@happyvertical/smrt-voice
v0.36.0
Published
Voice profile management for AI-powered voice synthesis and cloning in the SMRT ecosystem
Maintainers
Readme
@happyvertical/smrt-voice
Voice profile management for AI-powered voice synthesis and cloning in the SMRT ecosystem.
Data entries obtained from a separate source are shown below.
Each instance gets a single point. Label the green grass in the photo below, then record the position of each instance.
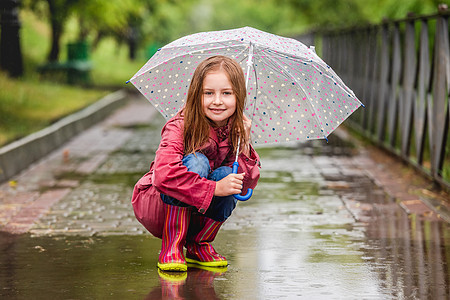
(33, 102)
(28, 105)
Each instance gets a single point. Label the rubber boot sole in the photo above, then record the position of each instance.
(215, 263)
(172, 267)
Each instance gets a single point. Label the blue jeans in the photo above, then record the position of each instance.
(221, 207)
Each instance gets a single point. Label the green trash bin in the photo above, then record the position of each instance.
(78, 63)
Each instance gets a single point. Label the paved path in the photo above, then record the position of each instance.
(84, 187)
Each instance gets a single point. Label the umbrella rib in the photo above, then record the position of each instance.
(325, 71)
(299, 85)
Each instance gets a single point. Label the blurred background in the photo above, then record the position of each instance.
(58, 56)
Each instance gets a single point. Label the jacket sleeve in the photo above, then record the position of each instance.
(250, 166)
(172, 178)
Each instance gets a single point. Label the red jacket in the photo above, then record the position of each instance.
(169, 176)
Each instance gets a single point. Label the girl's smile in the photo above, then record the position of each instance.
(218, 99)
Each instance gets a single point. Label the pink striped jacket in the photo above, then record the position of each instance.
(169, 176)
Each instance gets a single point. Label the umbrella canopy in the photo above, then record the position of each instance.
(293, 95)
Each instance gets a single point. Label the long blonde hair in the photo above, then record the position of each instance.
(196, 124)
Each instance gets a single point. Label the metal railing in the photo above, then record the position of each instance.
(400, 70)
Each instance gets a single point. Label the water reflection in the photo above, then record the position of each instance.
(410, 254)
(197, 283)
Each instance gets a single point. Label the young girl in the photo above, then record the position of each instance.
(187, 194)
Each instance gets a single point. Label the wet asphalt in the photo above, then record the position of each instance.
(319, 226)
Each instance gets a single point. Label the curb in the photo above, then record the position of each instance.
(18, 155)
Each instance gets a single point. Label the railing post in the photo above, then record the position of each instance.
(383, 86)
(439, 122)
(394, 91)
(409, 76)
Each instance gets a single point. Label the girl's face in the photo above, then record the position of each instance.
(218, 99)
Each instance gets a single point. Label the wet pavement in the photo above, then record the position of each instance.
(325, 222)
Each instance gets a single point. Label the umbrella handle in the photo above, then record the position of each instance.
(249, 191)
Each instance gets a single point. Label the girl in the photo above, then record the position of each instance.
(187, 194)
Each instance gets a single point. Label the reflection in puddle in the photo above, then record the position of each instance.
(197, 283)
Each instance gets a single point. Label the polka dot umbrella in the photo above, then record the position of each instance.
(293, 95)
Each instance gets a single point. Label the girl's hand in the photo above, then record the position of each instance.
(230, 185)
(247, 128)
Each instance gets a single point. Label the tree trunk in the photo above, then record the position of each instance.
(56, 20)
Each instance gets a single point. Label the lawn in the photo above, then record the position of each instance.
(32, 102)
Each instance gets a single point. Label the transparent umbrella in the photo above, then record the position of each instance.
(292, 94)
Manages voice profiles, cloning samples, and TTS output with word-level timing for lip-sync.
Installation
pnpm add @happyvertical/smrt-voiceUsage
import { VoiceProfile, VoiceSample, VoiceOutput } from '@happyvertical/smrt-voice';
// Two mutually exclusive creation modes:
// 1. Voice design -- AI generates voice from a natural language prompt
const designed = new VoiceProfile({
name: 'News Anchor',
language: 'en-US',
gender: 'male',
designPrompt: 'Warm, authoritative male voice with clear enunciation',
defaultSpeed: 1.0, // 0.5 - 2.0
defaultPitch: 0, // -20 to 20 semitones
});
await designed.save();
// 2. Voice cloning -- replicate voice from audio sample(s)
const cloned = new VoiceProfile({
name: 'Custom Voice',
language: 'en-US',
sampleAssetId: 'asset-123',
});
await cloned.save();
// Add training samples for cloning (minimum 3 seconds, quality != low)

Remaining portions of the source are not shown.